Wie wird die Lage in Simbabwe im Vergleich zu anderen Ländern bewertet?
Die Kornkammer wieder füllen
Die Hungersituation in Simbabwe ist angespannt. Im Welthunger-Index hat der südafrikanische Staat den Hunger-Schweregrad „ernst“. Das war nicht immer so: Als Fatima Gapa ein Kind war, lebte sie in einem blühenden Land.
Auf den fruchtbaren Böden Simbabwes wuchsen so reiche Ernten, dass Fatimas Heimat bis in die 1990-iger Jahre den Spitznamen „Kornkammer Afrikas“ trug. Reiche Bodenschätze sorgten dafür, dass die Menschen sich eine gute Bildung leisten konnten. Die Alphabetisierungsrate war hoch, die Infrastruktur gut ausgebaut.

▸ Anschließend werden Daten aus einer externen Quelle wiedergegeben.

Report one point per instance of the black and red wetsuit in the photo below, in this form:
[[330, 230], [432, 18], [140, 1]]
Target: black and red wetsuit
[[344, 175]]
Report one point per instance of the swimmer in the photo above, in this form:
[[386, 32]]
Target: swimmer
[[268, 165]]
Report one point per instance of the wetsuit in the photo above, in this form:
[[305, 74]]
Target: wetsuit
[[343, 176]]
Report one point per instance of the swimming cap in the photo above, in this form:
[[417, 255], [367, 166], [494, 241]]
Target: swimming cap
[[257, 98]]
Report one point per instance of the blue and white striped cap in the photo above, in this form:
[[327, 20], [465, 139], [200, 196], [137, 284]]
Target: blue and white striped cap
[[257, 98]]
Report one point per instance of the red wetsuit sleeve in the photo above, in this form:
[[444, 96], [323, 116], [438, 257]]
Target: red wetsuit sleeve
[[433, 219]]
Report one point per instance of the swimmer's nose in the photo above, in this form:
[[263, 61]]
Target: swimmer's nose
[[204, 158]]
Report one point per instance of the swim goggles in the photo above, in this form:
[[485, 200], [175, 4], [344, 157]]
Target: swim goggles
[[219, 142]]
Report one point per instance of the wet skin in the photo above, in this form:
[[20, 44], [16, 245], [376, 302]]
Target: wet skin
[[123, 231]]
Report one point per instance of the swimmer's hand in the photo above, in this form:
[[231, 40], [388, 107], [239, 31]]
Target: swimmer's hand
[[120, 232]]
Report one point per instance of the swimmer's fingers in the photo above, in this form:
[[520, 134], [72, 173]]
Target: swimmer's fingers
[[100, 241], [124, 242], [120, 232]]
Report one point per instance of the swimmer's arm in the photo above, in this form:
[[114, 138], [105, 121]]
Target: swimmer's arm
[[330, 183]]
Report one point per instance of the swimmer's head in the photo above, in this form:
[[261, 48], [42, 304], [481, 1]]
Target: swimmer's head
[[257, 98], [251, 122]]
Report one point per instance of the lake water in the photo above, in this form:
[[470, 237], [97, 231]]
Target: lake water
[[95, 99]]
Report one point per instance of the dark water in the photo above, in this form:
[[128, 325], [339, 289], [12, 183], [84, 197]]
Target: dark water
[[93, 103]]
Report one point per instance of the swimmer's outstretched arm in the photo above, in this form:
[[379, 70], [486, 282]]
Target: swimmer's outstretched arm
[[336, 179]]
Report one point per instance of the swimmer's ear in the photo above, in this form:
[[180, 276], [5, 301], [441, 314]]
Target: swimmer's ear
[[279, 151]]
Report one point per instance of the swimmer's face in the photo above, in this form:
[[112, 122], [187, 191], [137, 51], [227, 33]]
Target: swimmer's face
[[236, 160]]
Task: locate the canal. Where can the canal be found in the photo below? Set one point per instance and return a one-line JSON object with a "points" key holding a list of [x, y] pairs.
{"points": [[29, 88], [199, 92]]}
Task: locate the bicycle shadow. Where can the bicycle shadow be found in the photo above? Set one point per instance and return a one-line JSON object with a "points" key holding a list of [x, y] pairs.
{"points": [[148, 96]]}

Landreform und Klimawandel brachten den Hunger
Vor knapp 20 Jahren kehrte sich diese positive Entwicklung dann jedoch ins Gegenteil: Durch eine gewaltsame Landreform verloren rund 4.000 Großgrundbesitzer*innen ihren Besitz; ihre Arbeiter*innen wurden entlassen oder vertrieben. Fatima erlebte als junges Mädchen, wie die Lebensperspektiven ihrer eigenen und tausender anderer Familien zerstört wurden. Noch heute leidet das Land unter den Folgen dieser staatlichen Misswirtschaft: Mehr als 38 Prozent der Bevölkerung sind unterernährt, rund 23,5 Prozent aller Kinder unter fünf Jahren leiden unter chronischer Mangelernährung.
Besonders angespannt ist die Situation im Bezirk Gokwe South, südwestlich der Hauptstadt Harare. Seit der Weltmarktpreis für Baumwolle massiv gesunken ist, lohnt sich der Anbau nicht mehr – eine Katastrophe für die kleinbäuerlichen Landwirt*innen in dieser Gegend, für die Baumwolle lange Zeit ein wesentlicher Wirtschaftsfaktor war. Den rund 15.000 kleinbäuerlichen Familien mangelt es an Kenntnissen in alternativen, innovativen Anbautechniken, sie haben keinen Zugang zu Infrastruktur oder hochwertigem Saatgut. Zusätzlich leiden sie unter den Folgen des Klimawandels: Durch anhaltende Dürreperioden werden ganze Ernten vernichtet. Die Menschen hungern.
Hier in Gokwe South lebt auch die 24-jährige Fatima mit ihrer Familie. Sie arbeitet im landwirtschaftlichen Betrieb ihrer Eltern.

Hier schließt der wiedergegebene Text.